No final dos anos 70, os japoneses repudiavam aquele que era considerado no Ocidente o maior artista japonês contemporâneo: Akira Kurosawa. O público não via seus filmes, os cineastas da nova geração o consideravam "representante do stablishment" e as companhias cinematográficas nipônicas não financiavam seus filmes. Somavam-se a esse quadro bisbilhotices sobre seu alcoolismo, sua tentativa frustrada de suicídio, seu gênio rebelde e irascível.Mas, quanto mais os japoneses o descartavam, mais o Ocidente o reverenciava como gênio.
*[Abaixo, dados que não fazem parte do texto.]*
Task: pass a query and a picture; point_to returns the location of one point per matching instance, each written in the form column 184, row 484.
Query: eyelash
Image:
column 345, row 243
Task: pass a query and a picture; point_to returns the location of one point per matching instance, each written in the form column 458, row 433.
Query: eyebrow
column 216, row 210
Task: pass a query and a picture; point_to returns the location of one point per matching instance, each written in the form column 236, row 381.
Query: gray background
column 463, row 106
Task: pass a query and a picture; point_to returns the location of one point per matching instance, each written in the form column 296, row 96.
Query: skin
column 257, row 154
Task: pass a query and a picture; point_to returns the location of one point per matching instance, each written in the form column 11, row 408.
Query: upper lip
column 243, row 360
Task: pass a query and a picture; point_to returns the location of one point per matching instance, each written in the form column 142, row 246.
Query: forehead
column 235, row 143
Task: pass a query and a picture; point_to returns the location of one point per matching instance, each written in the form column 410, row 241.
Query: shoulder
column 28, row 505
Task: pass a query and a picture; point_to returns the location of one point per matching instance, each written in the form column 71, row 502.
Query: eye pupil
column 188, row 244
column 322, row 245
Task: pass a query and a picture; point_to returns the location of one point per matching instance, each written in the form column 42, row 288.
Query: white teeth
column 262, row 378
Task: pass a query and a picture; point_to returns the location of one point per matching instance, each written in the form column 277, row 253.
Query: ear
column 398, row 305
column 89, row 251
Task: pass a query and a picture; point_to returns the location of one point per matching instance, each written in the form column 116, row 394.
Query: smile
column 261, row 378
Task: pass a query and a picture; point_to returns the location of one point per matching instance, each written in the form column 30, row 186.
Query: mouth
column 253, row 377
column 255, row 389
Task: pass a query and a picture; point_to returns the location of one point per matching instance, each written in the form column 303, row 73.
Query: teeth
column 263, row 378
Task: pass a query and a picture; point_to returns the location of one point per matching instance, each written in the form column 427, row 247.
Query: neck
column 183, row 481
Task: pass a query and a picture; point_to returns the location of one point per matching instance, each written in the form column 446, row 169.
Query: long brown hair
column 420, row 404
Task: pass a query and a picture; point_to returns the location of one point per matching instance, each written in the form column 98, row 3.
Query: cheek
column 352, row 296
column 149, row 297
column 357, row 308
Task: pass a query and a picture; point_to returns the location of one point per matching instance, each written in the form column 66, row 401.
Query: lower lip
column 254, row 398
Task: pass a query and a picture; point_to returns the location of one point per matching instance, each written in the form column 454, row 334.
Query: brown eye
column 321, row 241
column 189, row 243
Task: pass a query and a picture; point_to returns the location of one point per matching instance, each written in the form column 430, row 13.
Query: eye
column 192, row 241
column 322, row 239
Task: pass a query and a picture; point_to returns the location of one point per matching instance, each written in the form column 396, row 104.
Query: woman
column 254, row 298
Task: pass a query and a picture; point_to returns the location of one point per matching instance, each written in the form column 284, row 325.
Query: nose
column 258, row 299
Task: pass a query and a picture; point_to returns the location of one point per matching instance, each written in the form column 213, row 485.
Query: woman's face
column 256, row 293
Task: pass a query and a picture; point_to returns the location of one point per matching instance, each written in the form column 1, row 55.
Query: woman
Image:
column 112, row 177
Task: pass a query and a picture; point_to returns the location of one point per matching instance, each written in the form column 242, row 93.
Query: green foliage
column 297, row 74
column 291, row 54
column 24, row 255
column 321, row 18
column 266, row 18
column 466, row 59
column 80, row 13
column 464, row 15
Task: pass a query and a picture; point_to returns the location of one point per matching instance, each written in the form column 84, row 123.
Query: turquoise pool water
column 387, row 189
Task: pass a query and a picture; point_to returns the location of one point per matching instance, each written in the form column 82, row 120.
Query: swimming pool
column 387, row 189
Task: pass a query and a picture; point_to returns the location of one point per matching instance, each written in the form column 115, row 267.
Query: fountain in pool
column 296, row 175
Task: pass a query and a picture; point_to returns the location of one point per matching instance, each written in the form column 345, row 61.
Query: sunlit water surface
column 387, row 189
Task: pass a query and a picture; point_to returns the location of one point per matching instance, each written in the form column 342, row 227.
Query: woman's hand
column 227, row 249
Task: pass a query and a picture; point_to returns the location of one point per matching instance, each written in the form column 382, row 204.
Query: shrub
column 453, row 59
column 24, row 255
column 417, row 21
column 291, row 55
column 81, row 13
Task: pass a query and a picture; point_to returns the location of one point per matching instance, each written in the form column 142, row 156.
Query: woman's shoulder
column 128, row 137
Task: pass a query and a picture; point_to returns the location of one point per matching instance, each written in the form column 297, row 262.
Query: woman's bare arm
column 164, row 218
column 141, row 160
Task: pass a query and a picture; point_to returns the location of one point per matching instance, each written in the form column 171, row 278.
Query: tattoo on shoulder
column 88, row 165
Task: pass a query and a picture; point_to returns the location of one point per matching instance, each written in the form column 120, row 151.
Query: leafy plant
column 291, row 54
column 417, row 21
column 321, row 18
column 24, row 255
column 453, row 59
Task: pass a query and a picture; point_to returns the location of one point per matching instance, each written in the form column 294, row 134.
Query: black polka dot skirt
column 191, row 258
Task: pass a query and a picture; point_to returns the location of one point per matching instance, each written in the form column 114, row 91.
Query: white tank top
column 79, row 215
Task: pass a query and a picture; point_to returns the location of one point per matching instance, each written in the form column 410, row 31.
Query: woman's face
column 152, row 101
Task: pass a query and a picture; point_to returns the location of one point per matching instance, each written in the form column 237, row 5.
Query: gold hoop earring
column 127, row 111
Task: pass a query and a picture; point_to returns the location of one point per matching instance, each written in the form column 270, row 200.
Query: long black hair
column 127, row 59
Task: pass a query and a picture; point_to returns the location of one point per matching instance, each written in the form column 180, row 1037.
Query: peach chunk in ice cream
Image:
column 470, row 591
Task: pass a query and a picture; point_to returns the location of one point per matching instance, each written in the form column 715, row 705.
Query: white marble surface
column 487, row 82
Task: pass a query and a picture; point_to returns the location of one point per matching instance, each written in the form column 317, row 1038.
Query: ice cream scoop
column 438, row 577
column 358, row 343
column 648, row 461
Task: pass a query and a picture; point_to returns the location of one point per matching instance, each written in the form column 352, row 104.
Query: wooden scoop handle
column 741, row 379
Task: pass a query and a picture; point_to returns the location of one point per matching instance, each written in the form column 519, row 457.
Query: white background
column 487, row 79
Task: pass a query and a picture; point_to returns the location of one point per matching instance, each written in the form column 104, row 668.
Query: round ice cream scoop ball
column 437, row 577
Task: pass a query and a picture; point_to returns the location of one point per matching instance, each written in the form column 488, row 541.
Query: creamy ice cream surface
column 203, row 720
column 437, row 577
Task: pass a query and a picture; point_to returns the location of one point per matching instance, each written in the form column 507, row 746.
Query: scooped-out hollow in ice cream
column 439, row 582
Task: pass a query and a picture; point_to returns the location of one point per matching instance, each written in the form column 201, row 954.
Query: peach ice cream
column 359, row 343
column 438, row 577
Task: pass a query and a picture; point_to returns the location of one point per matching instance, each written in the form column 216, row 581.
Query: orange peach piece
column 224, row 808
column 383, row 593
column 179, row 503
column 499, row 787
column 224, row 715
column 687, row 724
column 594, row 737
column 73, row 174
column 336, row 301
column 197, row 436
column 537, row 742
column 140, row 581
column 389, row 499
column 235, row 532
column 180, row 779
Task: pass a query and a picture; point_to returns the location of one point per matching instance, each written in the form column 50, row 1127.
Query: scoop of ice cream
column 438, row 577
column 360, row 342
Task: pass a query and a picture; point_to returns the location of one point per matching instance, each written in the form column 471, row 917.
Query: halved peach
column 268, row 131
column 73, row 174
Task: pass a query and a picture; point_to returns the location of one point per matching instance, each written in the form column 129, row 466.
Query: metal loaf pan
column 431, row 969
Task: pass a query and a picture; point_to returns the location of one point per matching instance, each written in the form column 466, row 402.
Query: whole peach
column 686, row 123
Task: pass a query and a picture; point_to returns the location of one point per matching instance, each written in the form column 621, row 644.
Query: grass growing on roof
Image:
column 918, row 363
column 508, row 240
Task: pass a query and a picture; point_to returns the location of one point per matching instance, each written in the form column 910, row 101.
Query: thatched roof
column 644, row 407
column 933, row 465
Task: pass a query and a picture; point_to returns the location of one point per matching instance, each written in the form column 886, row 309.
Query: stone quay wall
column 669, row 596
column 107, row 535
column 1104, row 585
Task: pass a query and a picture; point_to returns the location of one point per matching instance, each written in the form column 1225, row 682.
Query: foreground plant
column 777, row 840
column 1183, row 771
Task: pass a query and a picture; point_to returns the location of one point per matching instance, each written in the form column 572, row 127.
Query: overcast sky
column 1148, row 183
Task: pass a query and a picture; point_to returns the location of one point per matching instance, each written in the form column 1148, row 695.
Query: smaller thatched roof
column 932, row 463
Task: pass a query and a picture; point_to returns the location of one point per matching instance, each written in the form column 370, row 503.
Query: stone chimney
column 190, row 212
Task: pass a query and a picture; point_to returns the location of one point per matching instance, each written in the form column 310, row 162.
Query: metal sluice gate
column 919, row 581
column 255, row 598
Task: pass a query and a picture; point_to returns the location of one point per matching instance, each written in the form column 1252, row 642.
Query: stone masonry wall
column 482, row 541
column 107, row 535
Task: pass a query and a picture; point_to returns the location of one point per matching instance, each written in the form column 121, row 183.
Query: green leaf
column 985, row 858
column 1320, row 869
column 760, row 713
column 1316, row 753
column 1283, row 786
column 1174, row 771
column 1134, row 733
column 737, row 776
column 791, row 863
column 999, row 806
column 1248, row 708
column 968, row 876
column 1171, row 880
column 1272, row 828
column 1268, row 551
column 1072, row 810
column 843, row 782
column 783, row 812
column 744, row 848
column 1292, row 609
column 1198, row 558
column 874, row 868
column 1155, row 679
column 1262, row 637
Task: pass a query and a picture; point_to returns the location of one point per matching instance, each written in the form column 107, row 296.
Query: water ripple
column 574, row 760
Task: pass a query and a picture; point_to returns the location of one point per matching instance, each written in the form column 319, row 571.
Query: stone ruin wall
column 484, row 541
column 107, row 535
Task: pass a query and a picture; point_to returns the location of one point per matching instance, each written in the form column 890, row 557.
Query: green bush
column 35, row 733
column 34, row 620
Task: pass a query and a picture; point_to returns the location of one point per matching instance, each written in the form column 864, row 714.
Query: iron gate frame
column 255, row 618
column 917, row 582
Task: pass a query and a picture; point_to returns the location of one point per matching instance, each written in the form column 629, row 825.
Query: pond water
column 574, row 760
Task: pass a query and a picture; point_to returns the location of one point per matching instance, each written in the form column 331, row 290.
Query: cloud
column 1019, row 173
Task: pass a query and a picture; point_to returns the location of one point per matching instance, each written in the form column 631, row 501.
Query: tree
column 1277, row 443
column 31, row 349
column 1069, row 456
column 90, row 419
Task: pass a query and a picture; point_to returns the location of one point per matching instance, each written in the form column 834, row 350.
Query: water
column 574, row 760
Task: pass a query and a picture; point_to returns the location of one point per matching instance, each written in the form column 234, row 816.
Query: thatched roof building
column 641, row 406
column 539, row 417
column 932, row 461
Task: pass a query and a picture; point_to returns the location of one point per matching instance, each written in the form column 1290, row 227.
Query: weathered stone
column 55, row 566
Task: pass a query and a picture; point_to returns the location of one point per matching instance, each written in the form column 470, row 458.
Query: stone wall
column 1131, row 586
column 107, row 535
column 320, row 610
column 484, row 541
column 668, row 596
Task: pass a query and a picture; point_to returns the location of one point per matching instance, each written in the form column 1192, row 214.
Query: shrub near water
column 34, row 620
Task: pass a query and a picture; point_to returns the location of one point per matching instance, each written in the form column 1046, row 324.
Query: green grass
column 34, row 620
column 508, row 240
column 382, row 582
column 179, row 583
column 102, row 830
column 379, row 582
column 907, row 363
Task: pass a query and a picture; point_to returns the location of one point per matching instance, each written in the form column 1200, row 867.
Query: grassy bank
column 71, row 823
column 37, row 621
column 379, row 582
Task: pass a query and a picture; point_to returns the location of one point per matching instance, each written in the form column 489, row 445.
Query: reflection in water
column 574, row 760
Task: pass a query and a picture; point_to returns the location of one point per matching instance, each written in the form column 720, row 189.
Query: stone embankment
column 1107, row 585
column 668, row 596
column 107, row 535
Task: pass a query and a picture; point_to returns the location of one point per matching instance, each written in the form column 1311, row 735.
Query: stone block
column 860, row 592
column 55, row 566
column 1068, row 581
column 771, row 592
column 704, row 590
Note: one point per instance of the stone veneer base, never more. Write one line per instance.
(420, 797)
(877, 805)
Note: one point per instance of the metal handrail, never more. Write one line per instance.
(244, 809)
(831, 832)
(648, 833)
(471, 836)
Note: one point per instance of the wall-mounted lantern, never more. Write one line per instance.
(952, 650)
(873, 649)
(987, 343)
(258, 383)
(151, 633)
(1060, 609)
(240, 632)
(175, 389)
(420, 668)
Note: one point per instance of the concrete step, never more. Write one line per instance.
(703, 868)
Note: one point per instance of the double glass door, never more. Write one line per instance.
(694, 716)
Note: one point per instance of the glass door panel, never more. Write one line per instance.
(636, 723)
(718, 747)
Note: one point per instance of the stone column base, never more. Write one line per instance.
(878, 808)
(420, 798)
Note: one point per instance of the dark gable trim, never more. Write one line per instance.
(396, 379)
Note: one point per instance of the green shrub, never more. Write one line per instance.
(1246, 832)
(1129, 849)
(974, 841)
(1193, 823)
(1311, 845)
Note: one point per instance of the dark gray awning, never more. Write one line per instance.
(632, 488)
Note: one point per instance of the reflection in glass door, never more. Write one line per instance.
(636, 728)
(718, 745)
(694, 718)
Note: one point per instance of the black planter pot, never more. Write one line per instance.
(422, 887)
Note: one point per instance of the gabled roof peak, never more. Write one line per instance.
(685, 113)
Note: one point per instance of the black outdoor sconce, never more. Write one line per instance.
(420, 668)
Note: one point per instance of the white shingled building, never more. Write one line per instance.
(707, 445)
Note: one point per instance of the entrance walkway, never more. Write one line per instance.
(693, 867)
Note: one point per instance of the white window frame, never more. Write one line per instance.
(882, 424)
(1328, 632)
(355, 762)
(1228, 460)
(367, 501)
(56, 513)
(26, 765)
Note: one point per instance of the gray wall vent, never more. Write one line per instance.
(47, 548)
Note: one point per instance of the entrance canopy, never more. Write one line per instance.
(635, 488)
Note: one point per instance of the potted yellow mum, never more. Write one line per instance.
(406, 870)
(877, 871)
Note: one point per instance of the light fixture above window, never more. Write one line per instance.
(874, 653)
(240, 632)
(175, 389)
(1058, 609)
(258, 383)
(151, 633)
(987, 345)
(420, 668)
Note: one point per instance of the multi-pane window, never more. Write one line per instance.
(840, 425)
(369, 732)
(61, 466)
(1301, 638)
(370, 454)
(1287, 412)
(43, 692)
E se faltavam yens para suas produções, cineastas como Francis Ford Coppola e Steven Spielberg acabaram produzindo seus últimos filmes.A vida e a carreira do genial cineasta está no documentário Akira Kurosawa: O Último Imperador, que o Cinemax exibe hoje, às 22 h. De família de antigas linhagens aristocráticas e samurai, Kurosawa conhecia a literatura e a pintura clássicas japonesas, mas não descuidou de assimilar também a arte e a cultura ocidentais, que inundavam o Japão desde o final do século 19. Durante a 2.ª Guerra, mergulhou de cabeça no mundo das artes tradicionais japonesas. Pela primeira vez, assistiu ao teatro No - Ran, por exemplo, é puro espetáculo de No.Depois, fez um punhado de obras-primas, desde os mais antigos como O Idiota, Rashomon e Os Sete Samurais, até os mais recentes Rapsódia em Agosto e Madadayo, de 1993, que acabou sendo seu último filme. Mas o cineasta brincava que, desde Ran, já vinha fazendo cada filme como se fosse o último.